In an attempt to start winning the political argument on the economy, Labour plans to seize on Tuesday's higher projected public sector borrowing figures to claim the government will be borrowing to fund recession through higher welfare bills, while Labour would borrow to fund growth and ultimately higher tax receipts.
Government sources said ministers want to focus resources on protecting the "squeezed middle" and on finding job-creating capital investment in schools, roads, railways, high-speed broadband and energy projects.
The National Infrastructure Plan will draw on £5bn extra capital spending in the current spending period to 2014-15, £5bn extra spending in the following spending period and up to £20bn from a deal with pension funds. It will need guaranteed income streams for the risk-averse pension funds, such as tolls for new roads, or guaranteed income from power stations.
The government has signed a memorandum of understanding with the National Association of Pension Funds (NAPF) and the Pension Protection Fund (PPF) to develop a new pension infrastructure platform, and make it easier for pension funds to invest in projects such as renewable energy, power stations and ports.
The scheme is in some ways a substitute for Labour's private finance initiative that the government has declared has provided poor value for taxpayers money.
The National Infrastructure Plan will set out 40 top priority schemes among a longer list of 500 projects.
Joanne Segars, chief executive of the NAPF, said: "We're excited by the government's commitment to try to make it easier for pension funds to back major infrastructural projects.
"This could be a real win-win. The UK desperately needs to update its infrastructure, and pension funds are looking for inflation-linked, long-term investments.
"Pension funds hold over a trillion pounds in assets, but only around 2% of that is invested in infrastructure. There's the potential for that to be much higher".
Pension fund investment in infrastructure has been pioneered in Canada, Australia and was embraced by the former business secretary Lord Mandelson in 2010.
Osborne hopes to conclude negotiations within the next three or four months.
Ministers have also responded to lobbying from energy-intensive industries about the cost of the government's climate change levy and the European emissions trading scheme. Osborne will announce a £250m package of support, which will include increasing relief from the climate change levy from 65% to 90% in April 2013 for industries that sign agreements with Whitehall to cut their use of carbon.
Osborne refused to be drawn on the latest economic and financial forecasts from the Office for Budget Responsibility, the independent body set up by the chancellor in the aftermath of the last election.
However, the OBR is expected to say that the UK will grow by around 1% both this year and in 2012, down from 1.7% and 2.5% in March. Lower growth will result in higher borrowing, but Osborne insisted that sticking to the plans for budget austerity was vital in ensuring that market interest rates in the UK stayed low.
Osborne said that credit easing would involve the government underwriting commercial banks so that they could borrow more cheaply in the financial markets, with the benefits passed on to companies in the form of lower interest rates.
"The government will underwrite the loans the banks make to small businesses in order to cut the interest rates the small businesses pay," Osborne said.

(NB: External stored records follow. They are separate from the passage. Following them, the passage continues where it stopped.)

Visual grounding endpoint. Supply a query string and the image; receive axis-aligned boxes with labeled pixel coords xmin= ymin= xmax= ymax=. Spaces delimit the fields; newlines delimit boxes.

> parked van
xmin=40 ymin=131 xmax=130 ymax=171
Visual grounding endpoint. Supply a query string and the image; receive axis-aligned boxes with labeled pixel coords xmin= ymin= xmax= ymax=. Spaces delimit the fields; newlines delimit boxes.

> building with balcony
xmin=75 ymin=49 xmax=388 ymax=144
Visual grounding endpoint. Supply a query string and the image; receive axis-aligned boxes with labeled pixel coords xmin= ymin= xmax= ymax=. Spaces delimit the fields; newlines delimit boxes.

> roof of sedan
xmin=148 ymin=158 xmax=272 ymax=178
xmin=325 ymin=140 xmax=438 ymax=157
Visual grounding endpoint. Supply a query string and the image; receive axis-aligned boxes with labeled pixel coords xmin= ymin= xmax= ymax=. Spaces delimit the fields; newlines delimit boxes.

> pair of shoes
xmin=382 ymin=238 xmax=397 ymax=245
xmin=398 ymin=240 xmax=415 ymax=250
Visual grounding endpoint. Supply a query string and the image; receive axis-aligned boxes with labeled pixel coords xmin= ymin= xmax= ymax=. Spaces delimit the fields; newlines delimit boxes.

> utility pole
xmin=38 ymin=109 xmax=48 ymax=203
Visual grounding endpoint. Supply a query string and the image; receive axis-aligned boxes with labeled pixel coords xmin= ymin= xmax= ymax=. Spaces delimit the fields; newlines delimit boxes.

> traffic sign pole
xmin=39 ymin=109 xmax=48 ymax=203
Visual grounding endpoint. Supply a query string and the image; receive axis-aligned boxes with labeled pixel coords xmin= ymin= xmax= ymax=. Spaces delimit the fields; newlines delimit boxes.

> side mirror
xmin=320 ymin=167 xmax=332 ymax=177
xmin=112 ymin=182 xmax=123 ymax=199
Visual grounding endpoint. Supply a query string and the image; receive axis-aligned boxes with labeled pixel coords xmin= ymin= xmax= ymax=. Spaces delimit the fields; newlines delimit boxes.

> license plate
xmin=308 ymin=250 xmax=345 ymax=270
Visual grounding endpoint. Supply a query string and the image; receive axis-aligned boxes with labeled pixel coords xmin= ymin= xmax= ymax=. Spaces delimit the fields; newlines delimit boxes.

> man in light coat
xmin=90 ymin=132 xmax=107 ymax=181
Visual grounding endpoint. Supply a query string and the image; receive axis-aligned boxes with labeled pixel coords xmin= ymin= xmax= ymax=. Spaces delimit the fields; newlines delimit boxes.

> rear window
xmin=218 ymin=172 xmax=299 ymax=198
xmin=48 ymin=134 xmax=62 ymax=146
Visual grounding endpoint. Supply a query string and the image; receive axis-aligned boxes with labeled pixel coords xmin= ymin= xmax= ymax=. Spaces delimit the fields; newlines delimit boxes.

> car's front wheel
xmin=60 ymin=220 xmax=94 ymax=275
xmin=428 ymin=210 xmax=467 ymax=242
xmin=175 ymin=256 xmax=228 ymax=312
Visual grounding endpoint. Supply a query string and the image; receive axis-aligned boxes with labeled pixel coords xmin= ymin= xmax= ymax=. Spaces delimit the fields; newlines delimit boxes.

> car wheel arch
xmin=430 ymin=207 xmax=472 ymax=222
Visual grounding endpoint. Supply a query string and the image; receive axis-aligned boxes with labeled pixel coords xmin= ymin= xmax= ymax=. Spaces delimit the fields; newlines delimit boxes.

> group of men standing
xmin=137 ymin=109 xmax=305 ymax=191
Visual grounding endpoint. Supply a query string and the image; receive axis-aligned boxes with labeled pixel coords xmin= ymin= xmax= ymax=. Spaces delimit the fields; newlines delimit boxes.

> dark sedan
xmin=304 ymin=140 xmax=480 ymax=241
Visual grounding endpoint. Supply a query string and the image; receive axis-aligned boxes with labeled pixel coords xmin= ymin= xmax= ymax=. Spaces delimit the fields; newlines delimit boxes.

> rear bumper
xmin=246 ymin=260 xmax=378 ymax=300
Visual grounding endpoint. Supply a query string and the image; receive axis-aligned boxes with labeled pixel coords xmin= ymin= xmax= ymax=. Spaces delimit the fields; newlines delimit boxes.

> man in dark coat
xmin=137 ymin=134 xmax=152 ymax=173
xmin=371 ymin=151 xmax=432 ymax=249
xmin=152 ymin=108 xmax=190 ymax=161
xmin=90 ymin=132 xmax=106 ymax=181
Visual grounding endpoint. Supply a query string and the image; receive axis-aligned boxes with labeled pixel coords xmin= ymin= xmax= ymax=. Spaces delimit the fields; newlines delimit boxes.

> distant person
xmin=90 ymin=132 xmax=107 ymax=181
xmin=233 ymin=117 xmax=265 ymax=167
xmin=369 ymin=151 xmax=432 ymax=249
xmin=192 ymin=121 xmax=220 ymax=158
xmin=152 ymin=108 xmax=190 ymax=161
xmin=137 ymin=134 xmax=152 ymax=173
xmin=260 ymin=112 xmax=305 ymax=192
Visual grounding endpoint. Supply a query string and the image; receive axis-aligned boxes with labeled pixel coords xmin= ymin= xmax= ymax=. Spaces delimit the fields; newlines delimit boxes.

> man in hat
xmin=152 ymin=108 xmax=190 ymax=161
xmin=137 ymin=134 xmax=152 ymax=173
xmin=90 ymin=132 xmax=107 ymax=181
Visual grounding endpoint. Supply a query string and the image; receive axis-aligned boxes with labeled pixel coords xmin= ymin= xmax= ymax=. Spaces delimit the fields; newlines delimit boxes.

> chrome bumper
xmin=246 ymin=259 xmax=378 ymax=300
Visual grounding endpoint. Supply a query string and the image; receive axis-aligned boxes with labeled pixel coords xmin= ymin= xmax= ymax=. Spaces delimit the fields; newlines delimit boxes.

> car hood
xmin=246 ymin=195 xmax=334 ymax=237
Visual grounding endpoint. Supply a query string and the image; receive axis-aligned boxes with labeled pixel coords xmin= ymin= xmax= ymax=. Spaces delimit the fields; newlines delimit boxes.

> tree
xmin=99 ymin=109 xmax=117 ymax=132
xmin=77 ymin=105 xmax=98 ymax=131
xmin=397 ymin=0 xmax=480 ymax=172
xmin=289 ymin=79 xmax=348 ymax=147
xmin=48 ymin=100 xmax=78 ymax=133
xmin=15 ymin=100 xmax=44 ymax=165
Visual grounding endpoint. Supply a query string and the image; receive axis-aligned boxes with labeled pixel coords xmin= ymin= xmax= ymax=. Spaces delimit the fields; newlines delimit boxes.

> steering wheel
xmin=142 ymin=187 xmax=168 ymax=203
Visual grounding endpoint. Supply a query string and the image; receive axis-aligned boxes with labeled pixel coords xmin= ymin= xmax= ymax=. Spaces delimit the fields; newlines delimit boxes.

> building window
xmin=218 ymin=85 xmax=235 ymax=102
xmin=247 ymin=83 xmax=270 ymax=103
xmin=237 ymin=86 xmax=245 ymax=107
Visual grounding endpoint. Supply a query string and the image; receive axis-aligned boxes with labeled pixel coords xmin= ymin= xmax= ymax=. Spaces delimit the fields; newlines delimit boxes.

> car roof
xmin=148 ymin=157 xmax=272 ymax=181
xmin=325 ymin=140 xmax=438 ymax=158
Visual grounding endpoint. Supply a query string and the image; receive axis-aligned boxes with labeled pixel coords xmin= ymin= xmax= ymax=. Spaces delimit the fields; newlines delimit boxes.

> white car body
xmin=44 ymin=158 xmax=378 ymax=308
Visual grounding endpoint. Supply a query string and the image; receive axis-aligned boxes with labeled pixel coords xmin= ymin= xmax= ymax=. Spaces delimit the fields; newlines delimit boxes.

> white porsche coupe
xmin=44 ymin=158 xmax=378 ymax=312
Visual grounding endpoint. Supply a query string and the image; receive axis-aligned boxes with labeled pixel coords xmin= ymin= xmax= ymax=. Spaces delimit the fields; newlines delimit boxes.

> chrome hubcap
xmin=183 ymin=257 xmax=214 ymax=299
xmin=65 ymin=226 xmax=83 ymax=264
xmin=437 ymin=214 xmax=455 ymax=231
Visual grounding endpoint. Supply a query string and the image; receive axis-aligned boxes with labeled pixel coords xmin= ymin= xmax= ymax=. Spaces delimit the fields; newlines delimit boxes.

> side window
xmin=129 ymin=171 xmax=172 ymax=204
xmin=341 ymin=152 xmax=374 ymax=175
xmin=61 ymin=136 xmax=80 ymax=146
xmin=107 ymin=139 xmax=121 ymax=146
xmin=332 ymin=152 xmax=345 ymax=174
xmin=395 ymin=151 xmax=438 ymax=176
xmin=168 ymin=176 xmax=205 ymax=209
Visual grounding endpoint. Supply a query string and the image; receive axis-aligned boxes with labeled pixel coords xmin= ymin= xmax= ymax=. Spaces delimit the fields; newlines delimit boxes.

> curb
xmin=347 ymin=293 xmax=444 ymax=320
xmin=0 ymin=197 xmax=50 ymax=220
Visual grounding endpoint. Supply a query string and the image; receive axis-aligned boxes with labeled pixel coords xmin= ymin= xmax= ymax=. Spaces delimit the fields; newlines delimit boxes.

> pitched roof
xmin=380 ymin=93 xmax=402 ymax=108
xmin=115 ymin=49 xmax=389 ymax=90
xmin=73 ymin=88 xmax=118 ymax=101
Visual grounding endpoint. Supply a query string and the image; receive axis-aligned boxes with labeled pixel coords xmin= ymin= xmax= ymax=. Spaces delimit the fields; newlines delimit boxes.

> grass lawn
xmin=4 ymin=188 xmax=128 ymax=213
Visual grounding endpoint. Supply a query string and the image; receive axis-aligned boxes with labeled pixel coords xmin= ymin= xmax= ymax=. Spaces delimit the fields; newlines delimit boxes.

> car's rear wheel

"We are making available £20bn for the national loan guarantee scheme; however, it sits within an envelope that could be as large as £40bn.
"These are guarantees. We are not borrowing this money; we are underwriting the loans that are being made."
It is understood that the second £20bn of loan guarantees is being held in reserve for the moment but could be made available in the next two years.
A third scheme would offer an alternative to traditional bank loans by encouraging firms to sell bonds – or company IOUs – to the market.